Сон к нему долго не шел, и он лежал с открытыми глазами - тусклый свет высоко подвешенной лампочки ему не мешал. Накрываться брошенной на цементный пол измятой шинелью не было надобности, в камере с вечера держалось тепло. Есть ему не хотелось, постоянно мучила неизвестность, донимал неотвязный арестантский вопрос - за что? Но следователи умело скрывали ответ на него, и лишь после третьего или четвертого допроса стало кое-что проясняться. Каждый допрос начинался с требования назвать свою настоящую фамилию, и, когда он называл, наступала непонятная пауза. Эта пауза позволяла ему кое о чем догадаться.
Так было и на вчерашнем допросе в СМЕРШе, который проводил веселый молодой капитан с эмблемой связиста на золотых погонах.
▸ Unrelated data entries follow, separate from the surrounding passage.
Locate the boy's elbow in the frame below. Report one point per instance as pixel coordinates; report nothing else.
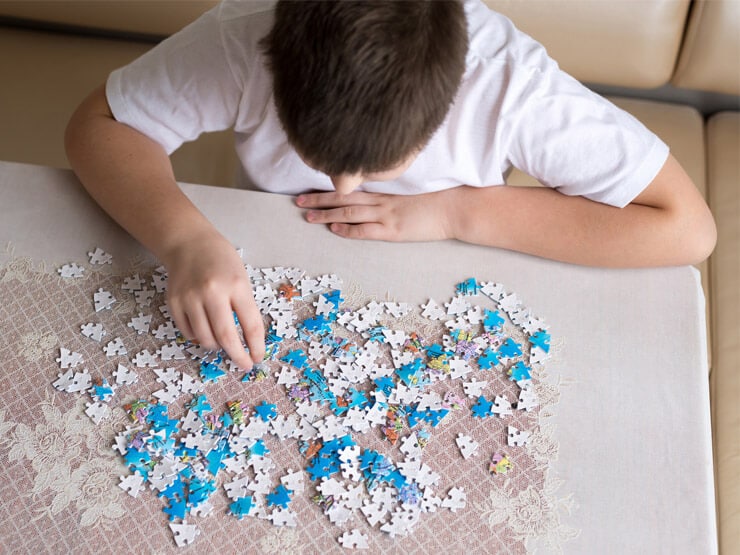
(698, 236)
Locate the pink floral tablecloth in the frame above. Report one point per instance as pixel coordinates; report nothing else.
(60, 489)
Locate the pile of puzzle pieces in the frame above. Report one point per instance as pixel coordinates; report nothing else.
(347, 372)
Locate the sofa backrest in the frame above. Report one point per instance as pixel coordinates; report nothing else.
(154, 18)
(639, 44)
(627, 43)
(710, 57)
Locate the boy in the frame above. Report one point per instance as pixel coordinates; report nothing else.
(405, 117)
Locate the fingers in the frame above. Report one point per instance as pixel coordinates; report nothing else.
(212, 326)
(367, 231)
(226, 335)
(351, 214)
(252, 325)
(334, 199)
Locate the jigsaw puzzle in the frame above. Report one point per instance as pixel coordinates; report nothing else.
(347, 372)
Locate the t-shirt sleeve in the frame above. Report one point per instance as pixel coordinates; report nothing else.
(181, 88)
(579, 143)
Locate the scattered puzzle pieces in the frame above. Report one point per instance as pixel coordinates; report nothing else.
(346, 372)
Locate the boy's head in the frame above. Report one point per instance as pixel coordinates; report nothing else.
(360, 86)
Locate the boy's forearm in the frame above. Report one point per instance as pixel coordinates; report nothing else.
(131, 177)
(546, 223)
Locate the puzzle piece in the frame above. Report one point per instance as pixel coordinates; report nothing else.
(71, 271)
(133, 283)
(455, 500)
(99, 257)
(467, 445)
(97, 411)
(93, 331)
(353, 539)
(516, 438)
(132, 484)
(184, 533)
(103, 300)
(115, 347)
(500, 464)
(141, 323)
(68, 359)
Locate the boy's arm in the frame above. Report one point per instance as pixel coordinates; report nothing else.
(131, 177)
(667, 224)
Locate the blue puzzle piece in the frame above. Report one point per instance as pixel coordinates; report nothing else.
(296, 358)
(266, 411)
(357, 399)
(488, 359)
(102, 392)
(216, 456)
(541, 339)
(468, 287)
(199, 491)
(482, 409)
(384, 384)
(139, 461)
(259, 449)
(199, 405)
(411, 373)
(519, 371)
(176, 509)
(318, 325)
(176, 490)
(509, 349)
(241, 506)
(210, 372)
(334, 297)
(492, 321)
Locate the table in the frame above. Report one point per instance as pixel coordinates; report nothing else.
(625, 434)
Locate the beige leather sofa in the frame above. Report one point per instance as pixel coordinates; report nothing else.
(53, 52)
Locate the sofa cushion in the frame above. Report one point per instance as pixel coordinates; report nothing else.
(710, 57)
(723, 146)
(629, 44)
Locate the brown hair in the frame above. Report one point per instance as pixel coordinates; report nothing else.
(360, 85)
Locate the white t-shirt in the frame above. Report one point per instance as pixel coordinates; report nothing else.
(515, 107)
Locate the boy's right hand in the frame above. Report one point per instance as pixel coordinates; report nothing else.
(207, 283)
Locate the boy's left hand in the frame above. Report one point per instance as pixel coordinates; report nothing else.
(382, 217)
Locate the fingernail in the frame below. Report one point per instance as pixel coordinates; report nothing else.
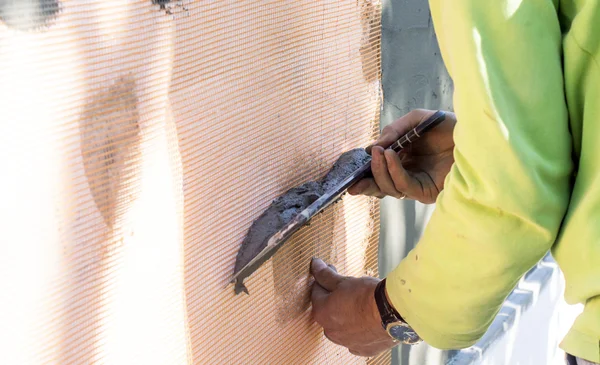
(315, 261)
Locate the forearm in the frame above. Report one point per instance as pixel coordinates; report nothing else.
(507, 191)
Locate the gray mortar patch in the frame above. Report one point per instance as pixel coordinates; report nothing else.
(284, 208)
(28, 15)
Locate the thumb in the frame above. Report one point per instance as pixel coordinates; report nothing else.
(324, 275)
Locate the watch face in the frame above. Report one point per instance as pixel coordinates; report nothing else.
(403, 333)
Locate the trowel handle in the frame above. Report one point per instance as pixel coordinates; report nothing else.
(418, 131)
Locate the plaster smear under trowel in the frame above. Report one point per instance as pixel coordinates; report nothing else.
(284, 208)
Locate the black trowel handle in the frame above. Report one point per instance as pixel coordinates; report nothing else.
(408, 138)
(418, 131)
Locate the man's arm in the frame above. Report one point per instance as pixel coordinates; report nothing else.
(507, 192)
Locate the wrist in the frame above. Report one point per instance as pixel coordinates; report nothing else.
(391, 321)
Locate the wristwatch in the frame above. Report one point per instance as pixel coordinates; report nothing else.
(391, 320)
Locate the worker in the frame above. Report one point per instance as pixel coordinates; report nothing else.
(515, 173)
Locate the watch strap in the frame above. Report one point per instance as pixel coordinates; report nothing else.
(391, 320)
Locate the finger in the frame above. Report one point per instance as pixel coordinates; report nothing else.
(318, 296)
(324, 276)
(365, 187)
(382, 175)
(331, 338)
(402, 180)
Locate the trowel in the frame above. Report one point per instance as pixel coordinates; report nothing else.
(308, 202)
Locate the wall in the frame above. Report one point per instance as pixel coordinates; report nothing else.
(413, 76)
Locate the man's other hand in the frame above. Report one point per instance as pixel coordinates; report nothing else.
(345, 307)
(418, 172)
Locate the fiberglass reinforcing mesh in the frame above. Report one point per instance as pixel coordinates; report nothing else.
(140, 139)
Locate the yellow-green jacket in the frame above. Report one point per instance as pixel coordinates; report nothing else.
(526, 177)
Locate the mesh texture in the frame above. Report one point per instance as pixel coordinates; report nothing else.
(139, 141)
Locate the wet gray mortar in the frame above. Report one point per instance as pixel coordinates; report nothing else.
(284, 208)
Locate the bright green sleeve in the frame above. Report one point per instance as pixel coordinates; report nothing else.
(507, 193)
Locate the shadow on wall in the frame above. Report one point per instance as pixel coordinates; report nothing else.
(414, 76)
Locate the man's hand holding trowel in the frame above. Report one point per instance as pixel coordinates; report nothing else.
(356, 312)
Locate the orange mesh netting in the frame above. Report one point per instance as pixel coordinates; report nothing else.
(140, 139)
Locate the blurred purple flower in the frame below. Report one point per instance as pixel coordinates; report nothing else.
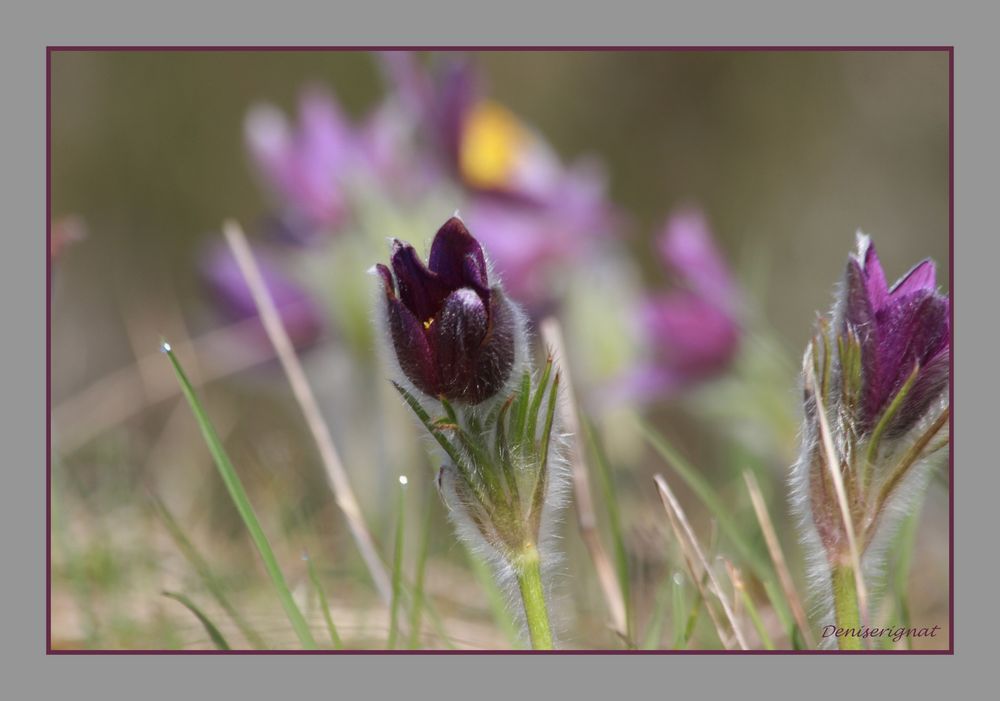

Фамилия его, как понял Булавский, была Терехин (по крайней мере, он так подписал составленный им протокол - после того, как там расписался подследственный). Задав вопрос о фамилии, следователь впился в него нагловато-проницательным взглядом и, когда он ответил, неопределенно гмыкнул: "А чем докажешь?". Доказательств он не имел, свидетелей тоже, наверно, потому и очутился в СМЕРШе. "Что ж, очная ставка покажет", - сказал капитан, убирая со стола бумаги.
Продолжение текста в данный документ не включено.